Au nom du Conseil, le Secrétaire d'Etat slovène aux Affaires européennes, Janez Lenarčič, a rappelé les différentes réunions et entretiens qui ont eu lieu entre les
représentants de l'UE et les autorités chinoises depuis l'éclatement des violences au Tibet. Il a ensuite appelé les deux parties à faire preuve de retenue et à chercher à "établir
un dialogue constructif". Le Conseil a également émis le vœu que la Chine permette aux médias indépendants de regagner bientôt le Tibet.
Le Ministre a également mentionné une réunion récente des Ministres des Sports de l'UE qui se sont exprimés contre le boycott des Jeux Olympiques, estimant que les JO peuvent aider à
promouvoir les droits de l'homme.
Il a conclu en informant les députés du fait que le Ministre des Affaires étrangères slovène avait demandé à son homologue chinois d'engager un dialogue avec le Dalaï Lama et de libérer
tous les manifestants pacifiques.
La Commissaire chargée des relations extérieures, Benita Ferrero-Waldner, a également condamné la répression violente des protestations au Tibet, demandant "aux autorités
chinoises de faire preuve de retenue et de ne pas s'opposer de manière violente aux protestataires". Elle a salué l'organisation par la Chine, du 26 au 28 mars, d'un voyage pour les
correspondants étrangers au Tibet, et a exprimé sa volonté que les médias étrangers pourront faire leur travail sans restriction.
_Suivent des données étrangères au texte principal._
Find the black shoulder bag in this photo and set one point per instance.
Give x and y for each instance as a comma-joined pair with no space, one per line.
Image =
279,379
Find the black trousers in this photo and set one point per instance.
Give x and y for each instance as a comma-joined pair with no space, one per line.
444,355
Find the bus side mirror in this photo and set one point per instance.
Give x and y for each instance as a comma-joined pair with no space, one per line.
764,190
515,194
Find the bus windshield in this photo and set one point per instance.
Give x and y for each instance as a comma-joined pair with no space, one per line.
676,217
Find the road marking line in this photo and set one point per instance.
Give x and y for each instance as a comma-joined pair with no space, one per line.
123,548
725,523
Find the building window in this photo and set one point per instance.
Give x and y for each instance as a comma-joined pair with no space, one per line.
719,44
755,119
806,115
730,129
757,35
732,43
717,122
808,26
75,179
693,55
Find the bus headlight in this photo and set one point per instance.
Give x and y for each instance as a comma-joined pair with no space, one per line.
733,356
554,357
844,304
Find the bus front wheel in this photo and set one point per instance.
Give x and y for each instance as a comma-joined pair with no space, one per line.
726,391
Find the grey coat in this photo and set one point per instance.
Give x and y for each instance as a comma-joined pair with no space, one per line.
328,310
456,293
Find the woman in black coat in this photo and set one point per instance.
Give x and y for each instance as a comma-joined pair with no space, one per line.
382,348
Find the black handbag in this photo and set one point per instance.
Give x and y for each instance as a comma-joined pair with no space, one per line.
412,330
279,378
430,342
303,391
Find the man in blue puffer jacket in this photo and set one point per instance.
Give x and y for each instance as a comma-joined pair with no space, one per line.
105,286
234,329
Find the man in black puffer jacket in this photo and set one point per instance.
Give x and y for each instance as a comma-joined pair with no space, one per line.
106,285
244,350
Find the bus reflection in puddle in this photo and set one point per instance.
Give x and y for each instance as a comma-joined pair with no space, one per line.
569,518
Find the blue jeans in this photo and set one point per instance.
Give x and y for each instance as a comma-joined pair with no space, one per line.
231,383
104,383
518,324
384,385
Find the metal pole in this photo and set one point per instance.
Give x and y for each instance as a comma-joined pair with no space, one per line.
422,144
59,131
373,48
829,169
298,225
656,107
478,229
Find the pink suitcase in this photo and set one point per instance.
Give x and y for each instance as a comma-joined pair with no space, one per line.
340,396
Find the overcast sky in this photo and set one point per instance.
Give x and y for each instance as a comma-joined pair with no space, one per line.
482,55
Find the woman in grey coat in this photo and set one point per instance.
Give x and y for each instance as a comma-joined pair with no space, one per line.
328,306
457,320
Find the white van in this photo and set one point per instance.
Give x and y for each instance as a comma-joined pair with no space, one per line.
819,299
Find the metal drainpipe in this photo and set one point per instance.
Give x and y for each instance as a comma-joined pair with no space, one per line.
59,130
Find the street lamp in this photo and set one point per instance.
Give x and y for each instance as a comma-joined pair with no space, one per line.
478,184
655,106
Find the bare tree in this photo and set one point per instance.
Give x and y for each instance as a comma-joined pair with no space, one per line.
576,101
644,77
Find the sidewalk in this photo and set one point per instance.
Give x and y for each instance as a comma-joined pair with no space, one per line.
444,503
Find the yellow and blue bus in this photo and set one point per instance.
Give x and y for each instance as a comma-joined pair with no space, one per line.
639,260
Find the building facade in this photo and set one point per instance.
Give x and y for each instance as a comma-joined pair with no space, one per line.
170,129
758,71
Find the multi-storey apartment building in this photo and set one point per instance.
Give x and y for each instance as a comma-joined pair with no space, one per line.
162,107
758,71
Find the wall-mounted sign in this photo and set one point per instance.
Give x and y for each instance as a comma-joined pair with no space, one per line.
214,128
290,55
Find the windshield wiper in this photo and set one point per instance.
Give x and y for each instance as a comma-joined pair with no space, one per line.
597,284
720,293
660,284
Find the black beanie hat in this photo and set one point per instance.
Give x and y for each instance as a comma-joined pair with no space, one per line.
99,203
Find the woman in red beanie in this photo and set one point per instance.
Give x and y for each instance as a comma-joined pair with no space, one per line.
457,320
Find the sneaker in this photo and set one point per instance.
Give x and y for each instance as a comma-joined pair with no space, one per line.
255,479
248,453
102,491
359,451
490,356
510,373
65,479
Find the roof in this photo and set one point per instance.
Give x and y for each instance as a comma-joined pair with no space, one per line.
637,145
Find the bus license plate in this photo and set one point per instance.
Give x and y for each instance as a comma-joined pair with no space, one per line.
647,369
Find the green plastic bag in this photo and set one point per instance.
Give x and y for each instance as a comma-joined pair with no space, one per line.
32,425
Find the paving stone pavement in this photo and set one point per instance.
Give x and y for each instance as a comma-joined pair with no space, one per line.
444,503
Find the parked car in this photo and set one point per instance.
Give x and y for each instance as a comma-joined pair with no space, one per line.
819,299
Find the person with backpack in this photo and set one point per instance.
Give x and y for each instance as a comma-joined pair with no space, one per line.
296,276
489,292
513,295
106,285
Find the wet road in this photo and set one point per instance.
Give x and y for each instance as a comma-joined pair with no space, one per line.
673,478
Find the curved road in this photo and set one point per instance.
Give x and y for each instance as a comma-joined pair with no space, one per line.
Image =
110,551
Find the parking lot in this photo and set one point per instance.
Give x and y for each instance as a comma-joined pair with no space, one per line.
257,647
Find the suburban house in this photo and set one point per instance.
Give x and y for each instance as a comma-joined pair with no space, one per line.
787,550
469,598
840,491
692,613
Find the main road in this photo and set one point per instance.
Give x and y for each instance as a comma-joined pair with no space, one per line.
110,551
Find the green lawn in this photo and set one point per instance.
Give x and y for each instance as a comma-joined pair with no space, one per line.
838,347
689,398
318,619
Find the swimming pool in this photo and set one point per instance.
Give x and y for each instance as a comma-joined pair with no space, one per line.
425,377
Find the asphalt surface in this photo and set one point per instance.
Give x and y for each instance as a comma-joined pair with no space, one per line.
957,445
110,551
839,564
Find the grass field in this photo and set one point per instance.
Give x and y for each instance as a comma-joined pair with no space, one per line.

Selon Benita Ferrero-Waldner, une solution durable ne peut être réalisée que par un dialogue constructif et de fond. "Les jeux olympiques ne sont pas un événement politique, mais
ils devraient se tenir dans un esprit olympique, dans un environnement de paix, de liberté de parole et des médias". Pour la Commission européenne, la question la plus urgente est de
savoir comment l'UE peut coopérer pour donner un message aux manifestants tibétains et à la Chine, afin d'amener les deux parties à un dialogue réel.
Janez Lenarčič a fait allusion à la
prochaine tenue d'une réunion informelle des ministres des Affaires étrangères, "qui sera l'occasion de procéder à un échange de vue sur le Tibet". Le Conseil s'efforcera de
s'exprimer d'une seule voix contre toutes violences, pour la liberté d'expression et de manifestation pacifique. "Nous tenterons d'instaurer un dialogue entre les autorités chinoises, le Dalaï Lama et ses partisans", a-t-il affirmé. Il a également souligné que les jeux olympiques en
Chine peuvent être considérés comme une possibilité pour promouvoir les droits de l'Homme dans ce pays.
Concluant le débat, Benita Ferrero-Waldner a salué l'engagement des députés qui, selon elle, ont "compris la frustration du peuple tibétain". Elle a rappelé que le rôle
des autorités chinoises comporte des responsabilités telles que mettre fin à la violence et entrer dans un dialogue de fond, constructif. Il faut réfléchir à des mesures pour que les Tibétains
puissent continuer à se sentir chez eux dans leur propre région, a-t-elle ajouté, recommandant un dialogue sur les Droits de l'Homme.
De la même manière, Hans-Gert Pöttering a conclu en souhaitant que l'engagement du Parlement Européen soit entendu.